Antes de 1979, o Irã possuía um sistema de direito penal predominantemente secular. Sua base era um código penal geral adotado na década de 1920, inspirado no modelo jurídico francês.

No entanto, certos elementos do direito penal islâmico persistiam. Os tribunais islâmicos continuavam a existir e as normas da sharia eram aplicadas em algumas categorias de processos, embora seu papel diminuísse progressivamente. Em 1973, os tribunais islâmicos foram formalmente retirados do sistema judiciário, e a aplicação institucional do direito penal islâmico cessou.

A Revolução Islâmica de 1979 transformou esse modelo. A monarquia foi derrubada, o Irã foi proclamado República Islâmica, e a estrutura estatal e a legislação — incluindo o direito penal — começaram a ser reconstruídas com base na sharia.

A sharia como fundamento do direito penal após 1979

Após a Revolução de 1979, a legislação iraniana foi reestruturada sobre bases islâmicas.
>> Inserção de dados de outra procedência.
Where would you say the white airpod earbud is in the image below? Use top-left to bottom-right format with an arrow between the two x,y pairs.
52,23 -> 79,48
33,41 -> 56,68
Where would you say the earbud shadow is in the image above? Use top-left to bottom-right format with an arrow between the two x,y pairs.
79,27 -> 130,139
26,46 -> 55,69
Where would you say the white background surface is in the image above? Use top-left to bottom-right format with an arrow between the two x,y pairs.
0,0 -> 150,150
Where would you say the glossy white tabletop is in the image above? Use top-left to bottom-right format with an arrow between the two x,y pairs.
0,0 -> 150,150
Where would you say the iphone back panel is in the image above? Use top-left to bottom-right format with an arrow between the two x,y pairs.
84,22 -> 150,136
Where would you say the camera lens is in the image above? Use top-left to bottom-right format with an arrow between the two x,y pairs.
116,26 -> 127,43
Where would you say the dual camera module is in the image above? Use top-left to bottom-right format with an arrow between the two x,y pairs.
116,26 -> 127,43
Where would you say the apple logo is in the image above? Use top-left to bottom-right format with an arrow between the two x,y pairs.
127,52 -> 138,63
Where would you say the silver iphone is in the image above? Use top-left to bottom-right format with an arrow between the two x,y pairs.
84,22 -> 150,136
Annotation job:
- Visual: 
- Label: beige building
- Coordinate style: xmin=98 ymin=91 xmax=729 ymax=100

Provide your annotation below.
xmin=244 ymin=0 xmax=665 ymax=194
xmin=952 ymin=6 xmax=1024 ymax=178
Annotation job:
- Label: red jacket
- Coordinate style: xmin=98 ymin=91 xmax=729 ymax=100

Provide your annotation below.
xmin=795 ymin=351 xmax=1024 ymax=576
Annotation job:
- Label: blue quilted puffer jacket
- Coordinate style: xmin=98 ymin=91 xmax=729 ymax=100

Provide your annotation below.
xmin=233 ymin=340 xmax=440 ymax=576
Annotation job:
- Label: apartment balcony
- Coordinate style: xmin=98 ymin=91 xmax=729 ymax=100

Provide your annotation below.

A Constituição consagrou a sharia como fonte do direito, o que afetou diretamente o direito penal.

Na edição de 2013 do Código Penal iraniano, as punições para relações sexuais entre pessoas do mesmo sexo são descritas em detalhe.

O artigo 233 define o termo “liwat” como ato sexual entre homens. O artigo 234 prevê a pena de morte para o “liwat”.

As notas que acompanham essas disposições especificam as condições de responsabilidade. A parte “ativa” não é passível de execução em todos os casos, mas apenas em circunstâncias determinadas: se for casada ou se o ato for classificado como estupro. A parte “passiva” é punida com a morte em todos os casos. Especifica-se ainda que, se o participante “ativo” não for muçulmano e o “passivo” for muçulmano, o “ativo” também é passível de execução.

Para outros atos sexuais entre homens, o Código prevê castigos corporais. O artigo 237 estabelece de 31 a 74 chibatadas.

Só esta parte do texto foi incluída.